Un árbol con doce ramas, cada rama, cuatro nidos; cada nido, siete pájaros: cada cual con su apellido.
Nos llegan muy de mañana y se van mucho después, regresan cada semana y cuatro veces al mes.
Para unos soy muy corto; para otros, regular; para los tristes muy largo; para Dios, la eternidad.
Corre más que un ciclista, nunca da marcha atrás, si lo pierdes de vista, ¡cómo envejecerás!
Una cara con dos manos pegada está a la pared. Antes de un minuto, hermanos, ¿sabréis decirme quién es?
Somos sesenta mellizos, en torno de nuestra madre, tenemos sesenta hijitos y toditos son iguales.

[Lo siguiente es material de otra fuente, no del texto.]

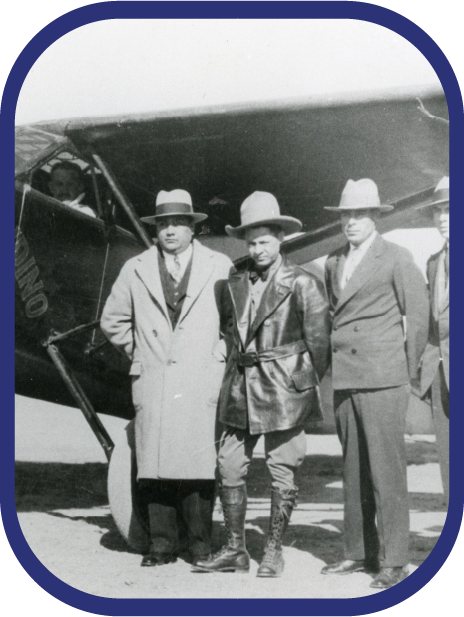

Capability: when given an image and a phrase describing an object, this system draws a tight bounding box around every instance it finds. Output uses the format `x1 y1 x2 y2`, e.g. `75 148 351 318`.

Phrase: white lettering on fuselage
15 231 48 317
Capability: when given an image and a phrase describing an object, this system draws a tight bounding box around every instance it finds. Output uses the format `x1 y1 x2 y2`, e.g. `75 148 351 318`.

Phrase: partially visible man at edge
101 189 233 566
48 161 97 218
417 176 449 501
194 191 330 577
322 178 429 589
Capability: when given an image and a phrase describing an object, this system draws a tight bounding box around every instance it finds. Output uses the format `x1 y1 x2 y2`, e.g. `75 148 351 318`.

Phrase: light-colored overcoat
101 240 232 480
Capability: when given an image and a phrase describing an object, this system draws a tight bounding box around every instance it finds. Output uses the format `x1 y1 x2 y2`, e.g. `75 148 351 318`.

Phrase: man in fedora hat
101 189 232 566
194 191 330 577
418 176 449 500
322 178 429 589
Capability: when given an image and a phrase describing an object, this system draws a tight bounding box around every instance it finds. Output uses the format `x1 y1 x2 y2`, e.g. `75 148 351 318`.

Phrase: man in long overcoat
322 179 429 588
419 176 449 500
194 191 330 577
101 189 232 566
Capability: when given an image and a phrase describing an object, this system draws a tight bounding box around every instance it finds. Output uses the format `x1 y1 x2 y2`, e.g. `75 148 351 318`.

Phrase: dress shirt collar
350 229 377 255
161 243 193 272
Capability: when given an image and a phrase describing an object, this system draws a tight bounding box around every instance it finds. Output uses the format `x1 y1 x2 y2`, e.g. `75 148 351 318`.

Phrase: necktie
249 268 269 283
445 245 449 285
168 255 182 285
342 248 360 289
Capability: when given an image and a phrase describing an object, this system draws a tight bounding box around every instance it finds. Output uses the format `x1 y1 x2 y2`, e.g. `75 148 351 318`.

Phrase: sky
16 20 440 124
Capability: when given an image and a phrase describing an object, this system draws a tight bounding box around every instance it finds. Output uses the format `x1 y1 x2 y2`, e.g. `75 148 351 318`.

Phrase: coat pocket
208 358 226 405
129 360 143 413
292 371 317 392
129 360 142 377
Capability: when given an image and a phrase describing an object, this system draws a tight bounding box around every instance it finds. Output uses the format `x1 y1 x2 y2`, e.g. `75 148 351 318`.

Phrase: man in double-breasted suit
322 179 429 588
101 189 232 566
195 191 330 577
419 176 449 500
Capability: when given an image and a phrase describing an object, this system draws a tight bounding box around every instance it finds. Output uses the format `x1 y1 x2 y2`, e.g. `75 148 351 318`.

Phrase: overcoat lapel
427 254 439 321
229 270 251 349
335 235 383 312
332 246 348 301
430 248 449 320
179 240 215 323
135 246 171 324
247 257 294 344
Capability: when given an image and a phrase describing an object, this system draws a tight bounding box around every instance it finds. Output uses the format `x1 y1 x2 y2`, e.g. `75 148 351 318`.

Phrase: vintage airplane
15 89 448 550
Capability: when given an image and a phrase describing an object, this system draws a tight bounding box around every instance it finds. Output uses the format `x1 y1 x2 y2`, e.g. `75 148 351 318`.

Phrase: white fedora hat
416 176 449 210
140 189 208 225
226 191 303 239
324 178 393 212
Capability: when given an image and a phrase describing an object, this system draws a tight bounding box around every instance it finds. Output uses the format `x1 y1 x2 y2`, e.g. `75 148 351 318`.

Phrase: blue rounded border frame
0 0 464 617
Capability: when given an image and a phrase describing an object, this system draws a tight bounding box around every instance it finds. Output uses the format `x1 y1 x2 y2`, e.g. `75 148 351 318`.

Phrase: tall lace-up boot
257 489 298 578
192 484 250 572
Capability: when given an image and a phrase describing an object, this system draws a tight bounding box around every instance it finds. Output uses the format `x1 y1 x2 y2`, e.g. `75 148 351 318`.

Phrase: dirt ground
16 397 446 598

Doce caballeros, nacidos del sol, todos mueren antes de los treinta y dos.
Unas surgen con la luna, a otras las alumbra el sol, todas juegan al corro y todas hermanas son.
Me hallo en los escritorios y en las casas comerciales, todos me miran quien soy para ver lo que contengo. Mis días están contados y el día que voy a morir ya se sabe de antemano.
Te indica el día, te indica el mes, te indica el año. Dime ¿qué es?